LG abandons the modular smartphone after just one model

When Jon Bray reviewed the LG G5 last year, he called it “one of the most interesting smartphones I’ve seen”. Interesting it may have been, but a strong seller it wasn’t. LG only made two modules to work with it, and both were heavily discounted and bundled in the months that followed.

LG abandons the modular smartphone after just one model

So it should be no surprise that LG is planning on retreating from its dream of a modular smartphone utopia with the LG G6. The Wall Street Journal reports that the company is “responding to feedback that consumers aren’t interested in modular phones,” according to an LG spokesperson. Instead the company will be focusing on the as-yet-unannounced G6’s “aesthetics and usability”.

The company’s struggles to maintain a foothold in the hugely competitive smartphone sector had some speculating that LG might back away from handsets altogether, but that’s something that chief technologist Skott Ahn denies is even on the table, telling the paper that “spinning off the smartphone division is not something we would consider”.

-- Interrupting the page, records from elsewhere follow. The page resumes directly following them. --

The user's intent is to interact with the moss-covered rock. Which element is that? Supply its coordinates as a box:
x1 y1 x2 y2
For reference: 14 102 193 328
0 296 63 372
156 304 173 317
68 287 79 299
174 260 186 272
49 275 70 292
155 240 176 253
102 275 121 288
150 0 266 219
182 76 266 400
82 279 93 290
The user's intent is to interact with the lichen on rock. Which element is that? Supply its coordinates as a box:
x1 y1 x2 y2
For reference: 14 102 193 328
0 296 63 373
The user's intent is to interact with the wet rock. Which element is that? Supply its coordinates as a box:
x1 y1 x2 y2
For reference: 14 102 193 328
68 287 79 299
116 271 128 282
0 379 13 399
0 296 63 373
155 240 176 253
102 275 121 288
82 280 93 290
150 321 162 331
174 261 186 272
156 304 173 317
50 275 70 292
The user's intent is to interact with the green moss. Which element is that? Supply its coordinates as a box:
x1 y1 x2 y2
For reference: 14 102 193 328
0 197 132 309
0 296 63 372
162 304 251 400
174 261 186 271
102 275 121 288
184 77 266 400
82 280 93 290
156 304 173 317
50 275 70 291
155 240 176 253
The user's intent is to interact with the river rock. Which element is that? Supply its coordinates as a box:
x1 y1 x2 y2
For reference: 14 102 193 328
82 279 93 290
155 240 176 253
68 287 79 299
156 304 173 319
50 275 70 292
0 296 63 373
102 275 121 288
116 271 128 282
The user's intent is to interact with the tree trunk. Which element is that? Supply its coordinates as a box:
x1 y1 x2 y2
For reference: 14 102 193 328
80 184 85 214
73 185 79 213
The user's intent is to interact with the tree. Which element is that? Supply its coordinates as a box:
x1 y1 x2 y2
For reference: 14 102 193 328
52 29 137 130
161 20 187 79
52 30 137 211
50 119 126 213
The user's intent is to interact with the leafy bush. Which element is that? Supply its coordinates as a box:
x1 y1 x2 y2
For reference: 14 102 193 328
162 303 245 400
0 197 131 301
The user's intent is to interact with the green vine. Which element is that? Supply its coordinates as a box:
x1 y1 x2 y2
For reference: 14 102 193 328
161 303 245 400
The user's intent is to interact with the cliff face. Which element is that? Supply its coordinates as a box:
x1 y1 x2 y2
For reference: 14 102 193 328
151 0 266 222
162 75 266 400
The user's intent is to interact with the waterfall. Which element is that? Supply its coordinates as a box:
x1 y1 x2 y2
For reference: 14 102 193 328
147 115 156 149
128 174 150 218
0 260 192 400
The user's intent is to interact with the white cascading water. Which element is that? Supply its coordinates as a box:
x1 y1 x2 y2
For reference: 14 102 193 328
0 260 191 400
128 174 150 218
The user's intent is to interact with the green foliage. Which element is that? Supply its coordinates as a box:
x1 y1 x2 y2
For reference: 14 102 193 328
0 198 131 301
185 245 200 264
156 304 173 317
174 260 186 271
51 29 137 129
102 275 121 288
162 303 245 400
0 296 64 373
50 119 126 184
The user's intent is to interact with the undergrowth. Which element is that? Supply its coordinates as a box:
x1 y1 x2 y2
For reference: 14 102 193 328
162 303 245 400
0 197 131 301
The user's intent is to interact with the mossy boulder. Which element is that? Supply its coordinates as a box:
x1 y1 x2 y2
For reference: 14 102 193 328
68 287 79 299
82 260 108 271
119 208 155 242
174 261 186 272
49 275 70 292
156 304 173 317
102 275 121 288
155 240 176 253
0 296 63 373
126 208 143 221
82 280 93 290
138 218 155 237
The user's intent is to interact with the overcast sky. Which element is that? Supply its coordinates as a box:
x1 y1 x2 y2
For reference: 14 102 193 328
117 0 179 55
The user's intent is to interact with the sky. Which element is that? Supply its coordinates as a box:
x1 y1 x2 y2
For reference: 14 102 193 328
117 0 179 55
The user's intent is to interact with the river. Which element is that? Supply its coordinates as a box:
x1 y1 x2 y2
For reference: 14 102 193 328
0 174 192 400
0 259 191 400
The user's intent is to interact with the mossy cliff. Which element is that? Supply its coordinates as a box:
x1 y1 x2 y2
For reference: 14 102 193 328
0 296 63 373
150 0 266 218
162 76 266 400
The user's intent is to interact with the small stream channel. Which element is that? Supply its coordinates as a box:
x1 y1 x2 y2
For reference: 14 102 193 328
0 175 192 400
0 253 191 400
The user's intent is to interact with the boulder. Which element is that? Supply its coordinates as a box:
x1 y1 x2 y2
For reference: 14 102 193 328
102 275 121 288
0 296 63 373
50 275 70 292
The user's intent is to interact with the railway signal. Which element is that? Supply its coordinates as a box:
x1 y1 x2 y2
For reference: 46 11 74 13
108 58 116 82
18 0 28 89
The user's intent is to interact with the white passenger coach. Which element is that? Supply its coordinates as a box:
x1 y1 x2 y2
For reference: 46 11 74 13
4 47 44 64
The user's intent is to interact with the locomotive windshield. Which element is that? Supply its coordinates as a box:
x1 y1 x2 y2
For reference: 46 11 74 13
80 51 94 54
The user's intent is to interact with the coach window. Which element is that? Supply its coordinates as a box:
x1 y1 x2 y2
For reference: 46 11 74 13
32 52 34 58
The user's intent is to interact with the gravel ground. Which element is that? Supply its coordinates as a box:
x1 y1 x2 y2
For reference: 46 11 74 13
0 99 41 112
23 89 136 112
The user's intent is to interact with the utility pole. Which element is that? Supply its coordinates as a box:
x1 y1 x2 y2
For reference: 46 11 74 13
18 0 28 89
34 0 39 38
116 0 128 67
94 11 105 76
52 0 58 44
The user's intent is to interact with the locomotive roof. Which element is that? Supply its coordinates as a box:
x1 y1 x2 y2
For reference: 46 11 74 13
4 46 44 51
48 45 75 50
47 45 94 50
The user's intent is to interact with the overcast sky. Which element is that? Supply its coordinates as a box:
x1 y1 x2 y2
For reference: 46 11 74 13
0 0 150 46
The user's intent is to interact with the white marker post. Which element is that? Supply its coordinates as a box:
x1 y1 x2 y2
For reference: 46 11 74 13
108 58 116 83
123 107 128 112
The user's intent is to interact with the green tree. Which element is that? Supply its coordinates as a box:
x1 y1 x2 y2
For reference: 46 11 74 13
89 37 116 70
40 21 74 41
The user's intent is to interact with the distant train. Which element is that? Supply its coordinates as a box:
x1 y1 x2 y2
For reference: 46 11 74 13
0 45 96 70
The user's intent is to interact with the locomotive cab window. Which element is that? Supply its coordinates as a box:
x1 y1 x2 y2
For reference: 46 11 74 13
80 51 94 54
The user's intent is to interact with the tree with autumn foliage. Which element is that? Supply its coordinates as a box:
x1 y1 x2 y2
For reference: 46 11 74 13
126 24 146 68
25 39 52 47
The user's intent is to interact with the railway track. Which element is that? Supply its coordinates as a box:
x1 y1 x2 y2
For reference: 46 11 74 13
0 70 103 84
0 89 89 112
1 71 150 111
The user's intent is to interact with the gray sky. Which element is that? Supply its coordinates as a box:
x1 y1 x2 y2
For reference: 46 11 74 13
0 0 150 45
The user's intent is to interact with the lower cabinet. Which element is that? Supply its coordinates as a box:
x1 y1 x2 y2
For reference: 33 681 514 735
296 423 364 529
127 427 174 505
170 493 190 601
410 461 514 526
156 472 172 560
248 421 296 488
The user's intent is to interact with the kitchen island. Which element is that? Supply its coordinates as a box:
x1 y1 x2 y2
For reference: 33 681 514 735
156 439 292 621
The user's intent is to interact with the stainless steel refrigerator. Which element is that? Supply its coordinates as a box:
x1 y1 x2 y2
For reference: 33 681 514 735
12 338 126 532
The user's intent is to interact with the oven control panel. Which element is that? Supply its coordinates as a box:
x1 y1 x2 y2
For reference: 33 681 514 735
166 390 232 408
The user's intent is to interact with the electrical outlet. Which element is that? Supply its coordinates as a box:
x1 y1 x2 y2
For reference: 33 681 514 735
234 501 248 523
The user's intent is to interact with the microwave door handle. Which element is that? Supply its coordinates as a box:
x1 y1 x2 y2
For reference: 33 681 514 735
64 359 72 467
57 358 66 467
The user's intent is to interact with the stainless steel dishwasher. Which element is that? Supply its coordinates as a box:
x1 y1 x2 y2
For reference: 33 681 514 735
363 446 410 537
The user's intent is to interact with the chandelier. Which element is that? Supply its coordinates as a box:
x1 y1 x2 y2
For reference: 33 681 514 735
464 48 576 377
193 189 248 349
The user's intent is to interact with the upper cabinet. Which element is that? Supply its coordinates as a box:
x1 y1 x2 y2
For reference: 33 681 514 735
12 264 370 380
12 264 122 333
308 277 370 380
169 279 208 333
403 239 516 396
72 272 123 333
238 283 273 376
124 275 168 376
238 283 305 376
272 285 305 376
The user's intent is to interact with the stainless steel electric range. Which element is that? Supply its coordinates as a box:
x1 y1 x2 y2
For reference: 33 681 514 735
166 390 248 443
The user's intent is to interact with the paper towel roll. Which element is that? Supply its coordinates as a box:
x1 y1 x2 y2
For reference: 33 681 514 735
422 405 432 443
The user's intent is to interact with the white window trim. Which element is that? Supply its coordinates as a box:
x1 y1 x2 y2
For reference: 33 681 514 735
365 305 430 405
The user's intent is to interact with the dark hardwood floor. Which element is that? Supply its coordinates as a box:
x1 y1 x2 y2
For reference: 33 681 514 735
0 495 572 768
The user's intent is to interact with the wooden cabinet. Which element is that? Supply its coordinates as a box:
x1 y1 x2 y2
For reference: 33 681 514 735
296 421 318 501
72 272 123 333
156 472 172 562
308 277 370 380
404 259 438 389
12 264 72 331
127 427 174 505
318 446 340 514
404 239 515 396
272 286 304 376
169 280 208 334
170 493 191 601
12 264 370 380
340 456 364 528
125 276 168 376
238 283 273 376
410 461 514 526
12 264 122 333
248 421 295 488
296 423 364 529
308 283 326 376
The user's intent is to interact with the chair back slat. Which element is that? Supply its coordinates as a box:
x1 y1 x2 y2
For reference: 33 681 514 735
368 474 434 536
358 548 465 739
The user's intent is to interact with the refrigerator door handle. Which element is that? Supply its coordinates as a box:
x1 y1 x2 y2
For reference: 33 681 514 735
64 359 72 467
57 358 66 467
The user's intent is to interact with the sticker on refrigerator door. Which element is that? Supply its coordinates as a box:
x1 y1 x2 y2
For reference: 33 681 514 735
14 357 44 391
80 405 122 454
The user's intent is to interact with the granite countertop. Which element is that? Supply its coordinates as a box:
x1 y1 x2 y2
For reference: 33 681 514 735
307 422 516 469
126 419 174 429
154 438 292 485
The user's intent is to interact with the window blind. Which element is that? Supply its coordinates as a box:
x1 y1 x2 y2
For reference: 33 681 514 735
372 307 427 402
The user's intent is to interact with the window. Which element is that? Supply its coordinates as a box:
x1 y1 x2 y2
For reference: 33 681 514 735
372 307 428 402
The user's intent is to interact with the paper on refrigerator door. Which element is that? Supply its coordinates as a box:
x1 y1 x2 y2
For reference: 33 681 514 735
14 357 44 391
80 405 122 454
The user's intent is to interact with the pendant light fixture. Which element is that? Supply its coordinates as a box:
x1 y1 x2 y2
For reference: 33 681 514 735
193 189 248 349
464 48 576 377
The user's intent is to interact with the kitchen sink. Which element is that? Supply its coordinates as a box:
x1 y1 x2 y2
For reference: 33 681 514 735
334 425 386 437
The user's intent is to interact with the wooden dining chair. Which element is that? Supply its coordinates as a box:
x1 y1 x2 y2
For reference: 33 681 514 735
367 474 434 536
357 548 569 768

That – for the moment at least – leaves just one company standing in the modular mobile phone space: Lenovo. With Google killing Project Ara before a single phone could be created, the Chinese company’s impressive Moto Z series is the last one standing.moto_z_speaker_mod_3

I reviewed both the Moto Z and Moto Z Play for Alphr, and found both handsets to be absolutely fantastic, and far more convincing of the future of modular phones than LG’s efforts. That’s partly because the modules connect more simply (they’re magnetic and just click onto the back, without needing a reboot) and partly because Lenovo seems more committed to the cause: there are already five modules available, and the company has promised at least 12 more over the next year.

That suggests that modular phones aren’t completely dead, but unless the next Lenovo Moto flagship sells incredibly well, it seems likely that everyone will abandon the idea for an easier life – no matter how great being able to upgrade your phone on the fly sounds in theory.